The tires carry self-healing gel inside them. Andrew has personally watched goathead thorns puncture the tires mid-ride and seal on their own, and even a nail driven through will self-heal. For riders in the American Southwest where goatheads are essentially a road surface given, this is a functional necessity.

Hill Hold mode is one of the more under-appreciated features in the lineup. Hold the brake lever, an H appears on the display, and the motor engages to actively resist any rolling force. Andrew demonstrates this on a downhill slope, pushing the scooter past its natural balance point while it refuses to roll. Useful on grades, or when stopped mid-conversation on a hill, and it's not a capability we've seen on any other electric scooter.

Scheduled charging is a practical addition for riders in areas with time-of-use electricity pricing. Andrew rides out of Colorado where peak rate hours run from 5 to 9 p.m. The GT3 Pro allows charging parameters to be set so that plugging in at 5 p.m. does not trigger a charge until 9 p.m., keeping the scooter off peak rates entirely.

Suspension is adjustable on the fly. Andrew dials it softer before hitting off-road trails and stiffer for high speed road runs. The GT3 Pro runs street tires, and Andrew is clear that serious technical off-roading is not the use case here, but you could get away with light trail riding paired with the traction control engaged.

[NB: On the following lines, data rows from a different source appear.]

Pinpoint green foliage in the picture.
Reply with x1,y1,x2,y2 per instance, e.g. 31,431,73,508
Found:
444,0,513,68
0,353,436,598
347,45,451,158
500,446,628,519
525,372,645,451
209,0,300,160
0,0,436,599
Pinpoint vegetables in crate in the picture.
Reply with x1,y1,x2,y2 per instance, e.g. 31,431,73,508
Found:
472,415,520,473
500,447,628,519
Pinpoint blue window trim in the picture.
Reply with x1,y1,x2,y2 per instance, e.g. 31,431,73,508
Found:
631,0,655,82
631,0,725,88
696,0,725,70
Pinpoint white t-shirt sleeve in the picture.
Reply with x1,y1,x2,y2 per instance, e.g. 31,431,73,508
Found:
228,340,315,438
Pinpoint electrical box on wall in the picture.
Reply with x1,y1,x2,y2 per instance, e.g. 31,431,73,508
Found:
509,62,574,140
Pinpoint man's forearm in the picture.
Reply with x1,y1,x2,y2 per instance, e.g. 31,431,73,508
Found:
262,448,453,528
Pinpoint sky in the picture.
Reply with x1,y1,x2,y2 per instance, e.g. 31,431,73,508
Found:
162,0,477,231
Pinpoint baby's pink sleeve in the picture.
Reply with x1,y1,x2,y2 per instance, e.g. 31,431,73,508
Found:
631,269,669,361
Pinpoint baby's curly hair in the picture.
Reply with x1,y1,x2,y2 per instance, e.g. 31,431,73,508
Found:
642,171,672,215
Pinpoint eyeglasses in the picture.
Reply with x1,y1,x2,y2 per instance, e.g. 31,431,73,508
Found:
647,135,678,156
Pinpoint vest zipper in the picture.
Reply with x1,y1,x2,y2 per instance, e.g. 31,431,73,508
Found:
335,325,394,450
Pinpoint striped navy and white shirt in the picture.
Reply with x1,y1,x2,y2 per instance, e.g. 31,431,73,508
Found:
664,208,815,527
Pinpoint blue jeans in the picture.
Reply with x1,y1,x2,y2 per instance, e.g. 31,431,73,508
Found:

On performance: 0 to 30 mph in 3.9 seconds, with boost mode making that delivery feel even sharper. At 50 mph, the scooter stays planted and composed. Andrew demonstrates one-handed riding at 35 to 40 mph to illustrate the stability, while explicitly not recommending anyone else do it.
What Needs to Be Better
While this is clearly a solid product to win the title of Andrew's favorite, the GT3 Pro is not without any criticisms. The turn signals have no automatic timeout, requiring a manual cancel every time. The scooter is heavy and does not lock in the folded position, making it a poor choice for anyone prioritizing portability. Regen braking comes in two settings only, weak and normal, with no strong option. Vampire drain is real: left idle without sleep mode engaged, the battery loses 30 to 40% over a month. Sleep mode in the app addresses this, but it has to be remembered and enabled. The park mode activation below 1.6 mph with kick-to-start disabled is a mild annoyance in slow speed situations, but not really a dealbreaker.

The Freshly Charged Verdict
A sponsored video where the reviewer's genuine opinion happens to align with the sponsor's interest is either a coincidence, or in this case, proof that the product earned it. As with all of our other reviews, Andrew's track record across the fastest and most capable scooters on the market gives his preference a real foundation. After 100+ machines tested and significantly faster speeds achieved on other hardware, the scooter he keeps coming back to is capped at 50. The GT3 Pro is not the fastest, not the lightest, nor the cheapest. However, it is the most complete package Andrew has found at the intersection of performance, reliability, technology, and ride quality. Over a year after release, that position is still holding.